CCL's Peck Presents Paper at Hastings Law School

November 6th, 2021

     CCL President Robert S. Peck told conference attendees at Hastings Law School in San Francisco to expect a new revolution in products liability because technology changing the relationship between a manufacturer and buyer. The presentation was part of a two-day academic symposiums, "The Internet and the Law: Legal Legal Challenges in the New Digital Age," cosponsored by the Pound Civil Justice Institute and the UC Hastings Center for Litigation and the Courts.
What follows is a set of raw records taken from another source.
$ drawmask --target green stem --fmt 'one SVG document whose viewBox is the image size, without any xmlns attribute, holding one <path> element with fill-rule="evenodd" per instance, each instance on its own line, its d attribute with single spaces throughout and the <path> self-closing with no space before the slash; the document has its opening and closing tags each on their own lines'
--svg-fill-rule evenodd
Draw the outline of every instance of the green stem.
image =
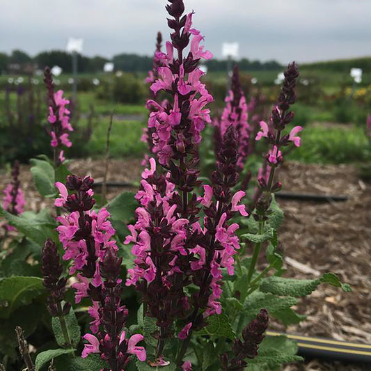
<svg viewBox="0 0 371 371">
<path fill-rule="evenodd" d="M 189 334 L 188 338 L 187 338 L 187 339 L 185 339 L 182 342 L 182 347 L 180 348 L 180 351 L 177 354 L 177 359 L 176 359 L 176 364 L 177 365 L 180 365 L 180 364 L 182 363 L 183 358 L 184 358 L 185 352 L 187 352 L 187 349 L 188 348 L 188 345 L 189 345 L 190 341 L 191 341 L 191 333 Z"/>
<path fill-rule="evenodd" d="M 259 221 L 259 229 L 258 231 L 258 235 L 261 235 L 263 234 L 264 230 L 264 221 Z M 256 262 L 258 261 L 258 258 L 259 257 L 259 253 L 260 252 L 260 248 L 262 247 L 262 243 L 258 242 L 255 244 L 254 252 L 253 254 L 253 258 L 251 260 L 251 264 L 248 269 L 248 272 L 247 273 L 247 285 L 250 284 L 251 278 L 254 273 L 255 267 L 256 266 Z"/>
<path fill-rule="evenodd" d="M 59 322 L 61 323 L 61 329 L 62 329 L 62 333 L 65 339 L 65 343 L 68 346 L 69 348 L 73 348 L 71 337 L 70 336 L 68 327 L 67 326 L 67 322 L 65 322 L 65 317 L 63 314 L 63 312 L 62 310 L 62 306 L 61 305 L 61 303 L 58 303 L 57 308 L 58 312 L 61 313 L 58 316 L 58 318 L 59 319 Z"/>
</svg>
     Peck described today's "smart" or connected products as providing a continuous connection between the manufacturer and the product. Through data retrieval, security updates, and other over-the-air connections that occur without intervention by the user, the manufacturer maintains contact with the device. In many instances, while the purchaser owns the hardware, the software remains in the manufacturer's name and is merely licensed to the user. This co-ownership arrangement, Peck said, has the potential to change standards for personal jurisdiction and reinvigorate strict liability. He further described the historical development of products liability, which has taken several revolutionary leaps in response to changing technology, first with the development of railroads and, most prominently, with the invention of automobiles.

     Papers from the academic symposium will be published in a future issue of the Hastings Law Journal. For more information on the symposium, see The Internet and the Law.

CCL Opposes Motion to Dismiss in First Amendment Case

November 3rd, 2021

     In a brief filed today, CCL argued that the State of Florida's motion to dismiss two counts in a First Amendment challenge it filed should be denied.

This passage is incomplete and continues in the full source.